COLUMBIA, SC (WOLO) — First discovered in the United State in 2017, an invasive species has made its way to South Carolina.

The Asian longhorned tick has been detected on a farm in York County.

“Historically, we’ve always worked to mitigate mosquitoes and mosquito-borne diseases, but we’ve started noticing in the last couple years that tick-borne diseases are on the rise. This is a continuation of an ongoing project,” said Dr. Melissa Nolan, University of South Carolina epidemiology professor.

The state’s tick surveillance program identified an infestation of ticks in York County on cattle. 

“The producer right now is treating the cattle as needed with kericide. At least he’s using a product to kill the ticks and to prevent any others from attaching to the cattle,” said Dr. Michael Neault, South Carolina state veterinarian.

Farms are advised to control weeds, overgrown grass and woody debris to decrease the risk of a tick infestation. People are advised to use insect repellent, wear protective clothing and shower soon after being outdoors.

“This tick can replicate very quickly. It undergoes a very unique process where it doesn’t need a male to reproduce,” Nolan said. “You can get thousands of ticks in one population. That’s not normal.”

DHEC says so far no tick-borne illness has been detected in humans in South Carolina. However, the species is known to carry 17 diseases that impact animals and others that have impacted humans in other countries.

“We really don’t want this tick in our state. Not only can it replicate very quickly, it can also transmit a large variety of pathogens. We have detected Lyme disease, anaplasia and a couple other commonly known pathogens in ticks in other states,” Nolan said. “We have not seen that result in human disease yet, but it’s still something that’s an ongoing situation and one we want to closely monitor.”

Since tick-borne illnesses are not commonly identified in the Palmetto State, DHEC is afraid that illness from these ticks could already be occurring. 

“It is a concern that we are missing cases.

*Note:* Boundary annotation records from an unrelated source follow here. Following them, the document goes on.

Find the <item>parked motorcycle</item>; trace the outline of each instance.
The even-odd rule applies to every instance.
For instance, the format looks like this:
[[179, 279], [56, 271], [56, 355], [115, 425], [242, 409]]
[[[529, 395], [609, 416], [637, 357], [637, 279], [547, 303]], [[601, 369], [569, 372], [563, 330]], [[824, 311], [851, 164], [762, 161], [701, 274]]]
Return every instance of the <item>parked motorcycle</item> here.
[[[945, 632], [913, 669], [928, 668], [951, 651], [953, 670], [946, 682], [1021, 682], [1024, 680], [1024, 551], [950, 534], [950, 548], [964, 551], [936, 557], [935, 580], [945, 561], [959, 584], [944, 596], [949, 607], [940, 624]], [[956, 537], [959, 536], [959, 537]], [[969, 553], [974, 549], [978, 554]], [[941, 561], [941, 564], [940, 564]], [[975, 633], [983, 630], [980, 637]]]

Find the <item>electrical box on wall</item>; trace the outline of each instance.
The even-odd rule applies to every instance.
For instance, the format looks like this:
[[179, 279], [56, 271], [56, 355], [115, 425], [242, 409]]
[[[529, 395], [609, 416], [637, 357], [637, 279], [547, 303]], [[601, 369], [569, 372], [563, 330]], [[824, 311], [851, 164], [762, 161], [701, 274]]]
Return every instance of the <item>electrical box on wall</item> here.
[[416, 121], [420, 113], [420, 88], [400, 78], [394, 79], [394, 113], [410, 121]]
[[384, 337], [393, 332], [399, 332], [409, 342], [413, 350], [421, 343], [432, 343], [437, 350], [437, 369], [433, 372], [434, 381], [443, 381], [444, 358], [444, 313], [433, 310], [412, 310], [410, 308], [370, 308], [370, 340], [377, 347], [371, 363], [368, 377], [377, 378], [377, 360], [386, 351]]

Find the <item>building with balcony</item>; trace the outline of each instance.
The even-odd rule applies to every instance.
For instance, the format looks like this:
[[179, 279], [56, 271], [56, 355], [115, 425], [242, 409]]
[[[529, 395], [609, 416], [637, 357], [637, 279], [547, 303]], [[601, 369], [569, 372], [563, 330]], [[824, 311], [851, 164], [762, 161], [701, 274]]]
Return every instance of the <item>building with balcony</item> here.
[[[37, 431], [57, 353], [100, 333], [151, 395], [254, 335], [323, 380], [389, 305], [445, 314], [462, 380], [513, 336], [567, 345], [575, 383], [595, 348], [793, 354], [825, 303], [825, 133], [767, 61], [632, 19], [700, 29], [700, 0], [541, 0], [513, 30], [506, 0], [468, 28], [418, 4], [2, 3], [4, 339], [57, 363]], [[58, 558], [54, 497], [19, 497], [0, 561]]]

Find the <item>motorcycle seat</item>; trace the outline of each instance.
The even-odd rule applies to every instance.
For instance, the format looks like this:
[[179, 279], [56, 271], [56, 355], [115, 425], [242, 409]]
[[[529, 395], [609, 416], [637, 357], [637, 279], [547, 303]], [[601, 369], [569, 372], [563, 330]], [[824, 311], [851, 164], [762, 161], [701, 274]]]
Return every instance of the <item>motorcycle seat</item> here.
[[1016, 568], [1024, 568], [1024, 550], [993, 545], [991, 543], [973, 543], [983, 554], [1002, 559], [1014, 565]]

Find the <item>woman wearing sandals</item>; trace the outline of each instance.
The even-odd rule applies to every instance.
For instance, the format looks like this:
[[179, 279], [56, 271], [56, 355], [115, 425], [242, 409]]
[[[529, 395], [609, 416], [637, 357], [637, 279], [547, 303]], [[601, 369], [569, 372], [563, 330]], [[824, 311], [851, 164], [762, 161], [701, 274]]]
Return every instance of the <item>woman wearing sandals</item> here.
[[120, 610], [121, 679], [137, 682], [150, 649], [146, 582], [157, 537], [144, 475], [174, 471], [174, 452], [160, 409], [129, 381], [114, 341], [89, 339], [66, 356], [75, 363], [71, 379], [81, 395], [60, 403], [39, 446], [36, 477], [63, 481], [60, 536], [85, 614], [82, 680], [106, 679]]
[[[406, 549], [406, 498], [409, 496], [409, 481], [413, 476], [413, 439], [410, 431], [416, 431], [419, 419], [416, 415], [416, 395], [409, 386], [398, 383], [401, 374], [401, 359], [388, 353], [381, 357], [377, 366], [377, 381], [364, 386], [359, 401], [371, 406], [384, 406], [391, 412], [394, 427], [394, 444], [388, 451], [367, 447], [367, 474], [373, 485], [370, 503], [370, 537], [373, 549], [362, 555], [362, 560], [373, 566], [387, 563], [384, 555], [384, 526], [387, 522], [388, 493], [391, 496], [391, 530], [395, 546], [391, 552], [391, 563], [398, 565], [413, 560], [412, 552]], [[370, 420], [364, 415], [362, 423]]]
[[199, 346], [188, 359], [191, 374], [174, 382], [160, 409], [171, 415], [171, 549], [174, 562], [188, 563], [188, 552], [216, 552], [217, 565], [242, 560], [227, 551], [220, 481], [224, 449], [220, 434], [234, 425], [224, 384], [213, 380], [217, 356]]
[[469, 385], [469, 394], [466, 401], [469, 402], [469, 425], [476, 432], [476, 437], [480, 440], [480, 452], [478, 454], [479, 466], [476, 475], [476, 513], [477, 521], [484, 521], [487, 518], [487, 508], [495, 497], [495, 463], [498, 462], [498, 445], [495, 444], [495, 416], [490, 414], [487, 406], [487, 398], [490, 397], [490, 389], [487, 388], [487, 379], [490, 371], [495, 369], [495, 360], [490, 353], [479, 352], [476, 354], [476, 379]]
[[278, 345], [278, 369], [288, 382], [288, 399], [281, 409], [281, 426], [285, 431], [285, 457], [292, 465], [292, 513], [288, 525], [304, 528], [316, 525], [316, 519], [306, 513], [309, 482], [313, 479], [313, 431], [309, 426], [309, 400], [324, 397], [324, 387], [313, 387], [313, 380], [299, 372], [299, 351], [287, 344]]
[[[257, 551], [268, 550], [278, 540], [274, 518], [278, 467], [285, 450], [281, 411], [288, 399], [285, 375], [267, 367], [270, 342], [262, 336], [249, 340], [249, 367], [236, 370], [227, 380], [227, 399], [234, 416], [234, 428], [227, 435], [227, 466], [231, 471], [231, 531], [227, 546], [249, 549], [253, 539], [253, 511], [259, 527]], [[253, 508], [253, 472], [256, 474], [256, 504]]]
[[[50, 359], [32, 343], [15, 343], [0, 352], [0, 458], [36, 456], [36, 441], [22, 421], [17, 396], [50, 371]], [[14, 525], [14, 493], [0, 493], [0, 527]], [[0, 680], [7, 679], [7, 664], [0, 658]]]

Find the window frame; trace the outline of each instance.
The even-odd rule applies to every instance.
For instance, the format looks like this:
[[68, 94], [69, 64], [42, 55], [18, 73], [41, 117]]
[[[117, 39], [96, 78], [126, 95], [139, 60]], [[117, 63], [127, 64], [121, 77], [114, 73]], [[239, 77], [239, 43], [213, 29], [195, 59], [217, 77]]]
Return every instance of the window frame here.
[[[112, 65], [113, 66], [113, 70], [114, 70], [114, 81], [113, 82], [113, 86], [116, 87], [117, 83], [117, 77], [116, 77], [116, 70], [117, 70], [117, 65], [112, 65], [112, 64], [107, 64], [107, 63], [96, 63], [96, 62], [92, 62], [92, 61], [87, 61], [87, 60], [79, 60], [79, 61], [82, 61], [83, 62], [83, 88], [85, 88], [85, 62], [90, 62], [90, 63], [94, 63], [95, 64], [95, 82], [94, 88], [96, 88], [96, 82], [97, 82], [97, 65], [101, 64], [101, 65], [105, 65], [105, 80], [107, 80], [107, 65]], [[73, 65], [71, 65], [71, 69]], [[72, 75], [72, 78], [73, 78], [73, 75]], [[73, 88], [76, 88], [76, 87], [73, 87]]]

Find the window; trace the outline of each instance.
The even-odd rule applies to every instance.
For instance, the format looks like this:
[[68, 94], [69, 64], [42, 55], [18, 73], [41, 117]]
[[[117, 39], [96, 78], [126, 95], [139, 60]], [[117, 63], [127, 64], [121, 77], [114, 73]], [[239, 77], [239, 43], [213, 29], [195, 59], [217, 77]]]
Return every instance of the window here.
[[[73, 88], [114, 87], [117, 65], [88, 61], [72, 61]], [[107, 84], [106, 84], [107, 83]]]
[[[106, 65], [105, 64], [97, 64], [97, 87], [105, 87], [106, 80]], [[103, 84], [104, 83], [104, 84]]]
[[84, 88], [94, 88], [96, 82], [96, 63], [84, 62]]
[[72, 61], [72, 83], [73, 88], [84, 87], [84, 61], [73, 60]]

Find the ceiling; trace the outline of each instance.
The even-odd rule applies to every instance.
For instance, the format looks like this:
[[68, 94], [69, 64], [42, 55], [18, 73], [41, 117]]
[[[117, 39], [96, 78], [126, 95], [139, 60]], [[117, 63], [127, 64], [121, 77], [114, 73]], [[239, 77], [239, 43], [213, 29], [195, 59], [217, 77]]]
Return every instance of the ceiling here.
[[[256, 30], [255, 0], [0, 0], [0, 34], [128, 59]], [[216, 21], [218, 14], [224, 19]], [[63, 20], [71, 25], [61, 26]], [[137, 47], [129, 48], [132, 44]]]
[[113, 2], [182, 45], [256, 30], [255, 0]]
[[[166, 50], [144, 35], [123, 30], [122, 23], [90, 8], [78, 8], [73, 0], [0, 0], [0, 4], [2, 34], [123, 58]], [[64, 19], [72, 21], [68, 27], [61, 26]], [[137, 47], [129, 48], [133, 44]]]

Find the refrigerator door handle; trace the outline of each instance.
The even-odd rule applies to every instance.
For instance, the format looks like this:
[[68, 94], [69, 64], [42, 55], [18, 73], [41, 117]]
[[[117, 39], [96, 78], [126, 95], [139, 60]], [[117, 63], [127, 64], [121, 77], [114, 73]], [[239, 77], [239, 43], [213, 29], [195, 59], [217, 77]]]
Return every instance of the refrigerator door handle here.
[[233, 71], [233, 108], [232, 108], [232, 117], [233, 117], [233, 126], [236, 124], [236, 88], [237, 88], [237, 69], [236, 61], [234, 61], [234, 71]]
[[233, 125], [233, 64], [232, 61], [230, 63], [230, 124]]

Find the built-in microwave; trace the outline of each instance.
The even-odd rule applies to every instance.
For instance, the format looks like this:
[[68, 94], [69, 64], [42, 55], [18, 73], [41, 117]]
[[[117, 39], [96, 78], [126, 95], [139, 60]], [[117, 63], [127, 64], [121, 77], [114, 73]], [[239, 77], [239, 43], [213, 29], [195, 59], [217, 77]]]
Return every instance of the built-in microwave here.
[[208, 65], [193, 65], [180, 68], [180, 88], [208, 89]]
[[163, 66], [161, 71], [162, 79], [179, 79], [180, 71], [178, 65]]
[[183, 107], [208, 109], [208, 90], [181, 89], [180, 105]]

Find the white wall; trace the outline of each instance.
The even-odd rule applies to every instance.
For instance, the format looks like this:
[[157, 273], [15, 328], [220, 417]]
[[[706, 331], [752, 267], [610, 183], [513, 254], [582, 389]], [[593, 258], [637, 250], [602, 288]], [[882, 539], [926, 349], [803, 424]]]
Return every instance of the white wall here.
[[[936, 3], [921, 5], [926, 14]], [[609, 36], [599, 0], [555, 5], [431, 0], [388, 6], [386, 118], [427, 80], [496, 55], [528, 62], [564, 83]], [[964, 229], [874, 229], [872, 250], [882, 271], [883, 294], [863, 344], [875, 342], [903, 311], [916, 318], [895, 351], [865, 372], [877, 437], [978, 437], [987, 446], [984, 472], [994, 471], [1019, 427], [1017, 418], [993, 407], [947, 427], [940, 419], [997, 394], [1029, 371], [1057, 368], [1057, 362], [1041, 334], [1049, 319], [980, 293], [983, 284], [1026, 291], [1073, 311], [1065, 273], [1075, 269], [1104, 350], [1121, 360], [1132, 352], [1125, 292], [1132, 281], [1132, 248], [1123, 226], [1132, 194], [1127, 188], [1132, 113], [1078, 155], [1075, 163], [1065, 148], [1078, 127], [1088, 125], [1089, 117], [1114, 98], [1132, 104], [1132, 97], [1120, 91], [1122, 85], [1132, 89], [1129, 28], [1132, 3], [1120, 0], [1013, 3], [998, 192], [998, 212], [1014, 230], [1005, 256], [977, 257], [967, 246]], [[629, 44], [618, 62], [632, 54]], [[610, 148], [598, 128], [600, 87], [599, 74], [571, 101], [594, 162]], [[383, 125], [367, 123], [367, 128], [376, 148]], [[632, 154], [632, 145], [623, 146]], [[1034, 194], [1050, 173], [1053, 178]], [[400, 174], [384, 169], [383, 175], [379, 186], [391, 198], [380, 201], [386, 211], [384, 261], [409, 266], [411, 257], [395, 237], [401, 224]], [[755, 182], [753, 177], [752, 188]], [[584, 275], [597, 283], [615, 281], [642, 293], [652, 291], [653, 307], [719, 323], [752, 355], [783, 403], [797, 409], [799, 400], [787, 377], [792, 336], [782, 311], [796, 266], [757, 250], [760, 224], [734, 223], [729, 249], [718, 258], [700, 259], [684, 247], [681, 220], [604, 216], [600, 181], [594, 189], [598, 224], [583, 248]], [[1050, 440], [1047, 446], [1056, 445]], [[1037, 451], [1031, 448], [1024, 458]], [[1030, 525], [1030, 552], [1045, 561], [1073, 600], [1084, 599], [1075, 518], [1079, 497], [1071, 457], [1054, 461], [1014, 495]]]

We continue to ask providers to be on the alert for unexplained rash illnesses or things that can present with arthritis or fevers to get a complete evaluation. Consider consulting with an infectious disease expert who may have more experience with infectious diseases,” said Dr. Linda Bell, South Carolina state epidemiologist. 

If you do find a tick on you, DHEC says you should remove it with tweezers, store it in a jar with rubbing alcohol and contact your health department.